Low birth weight remains a critical health challenge, putting infants at higher risk of poor health and developmental outcomes. In 2024, two evidence-based solutions showed promising results in tackling this challenge: single-dose Intravenous (IV) iron therapy; and a programme combining cash transfers with nutrition counselling to enable pregnant women and breastfeeding mothers to eat more and to eat healthy.
A clinical trial in Rajasthan and Karnataka demonstrated that a single dose of IV iron reduced low birth weight in newborns by 13% compared to traditional oral supplements. It also proved significantly more effective in treating anemia: while over one third of women didn’t improve with oral supplements, just 18% showed no improvement with IV iron. The government of India officially approved the use of IV iron during pregnancy, thereby making it possible for a large number of pregnant women to access this evidence-based treatment for better health outcomes for themselves and their babies.
The government’s cash transfer programme has reached over 3 million pregnant and breastfeeding women in Rajasthan, enabling them to purchase nutritious meals.
An independent evaluation conducted in 2024 across four of Rajasthan’s most vulnerable districts found that, over a three-year period, cash transfers combined with social and behaviour change communications, led to a two-fold increase in weight gain during pregnancy and a 20% relative reduction in low birthweight cases. Based on these results, the initiative – now scaled up across the entire state – could potentially avert over 45,000 low birthweight cases each year.
Evidence shows that climate-friendly growth could significantly boost India’s GDP. As the country strives to become a developed nation by 2047 and achieve net-zero emissions by 2070, it needs an average growth rate of 8.5% over the next two decades while transitioning key sectors – energy, industry, transport, and agriculture – toward cleaner alternatives.

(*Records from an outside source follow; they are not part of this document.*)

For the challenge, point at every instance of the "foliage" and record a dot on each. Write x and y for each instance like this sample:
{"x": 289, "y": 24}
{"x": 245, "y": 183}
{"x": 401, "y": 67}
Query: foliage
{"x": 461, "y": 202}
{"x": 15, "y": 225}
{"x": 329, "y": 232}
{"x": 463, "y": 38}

Through the Sub-national Climate Resilient and Clean Growth Transition initiative, CIFF is adopting an ecosystem approach that brings together government, funders and local nonprofits to advance clean growth pathways. Initially focusing on six states that account for half of India’s GDP and emissions, this collaborative effort aims to balance economic development with environmental sustainability.

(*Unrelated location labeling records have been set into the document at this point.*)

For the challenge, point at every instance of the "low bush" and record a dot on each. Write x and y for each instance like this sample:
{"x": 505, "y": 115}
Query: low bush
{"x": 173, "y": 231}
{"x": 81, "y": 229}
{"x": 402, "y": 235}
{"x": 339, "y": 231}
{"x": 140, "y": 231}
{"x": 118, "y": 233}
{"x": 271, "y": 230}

CIFF is also supporting the International Solar Alliance (ISA), with India leading the charge, alongside France, in driving global solar adoption. At home, India’s policies have been key to accelerating solar uptake, including the 2024 PM Surya Ghar Muft Bijli Yojana (Rooftop Solar Scheme), which allocates $8.7 billion to provide solar power to 10 million households.
In Uttar Pradesh, CIFF-supported efforts have driven widespread rooftop solar adoption, particularly in Varanasi, where nearly 40% of households have installed RTS systems – the highest in the state. India’s push for solar adoption reflects a broader wave of policy innovation driving the country’s clean energy transition – with renewable energy capacity doubling over the past decade and electric vehicle sales climbing from just 1% in 2020 to 8% in 2024.
The Indian philanthropic landscape grew by 10% in 2023-24 (compared to a 5% annual growth between 2018 and 2023), reaching $14.4 billion, with domestic philanthropy accounting for 81% of private giving. With the donor base expanding, Indian philanthropy can catalyse transformative change by supporting the Government in testing innovative solutions and preparing them for scale.
CIFF is deepening engagement with domestic donors and supporting the development of philanthropic infrastructure, such as the Collaboratives Resource Hub, that facilitates strategic partnerships between donors, implementors, and other ecosystem players in the development sector.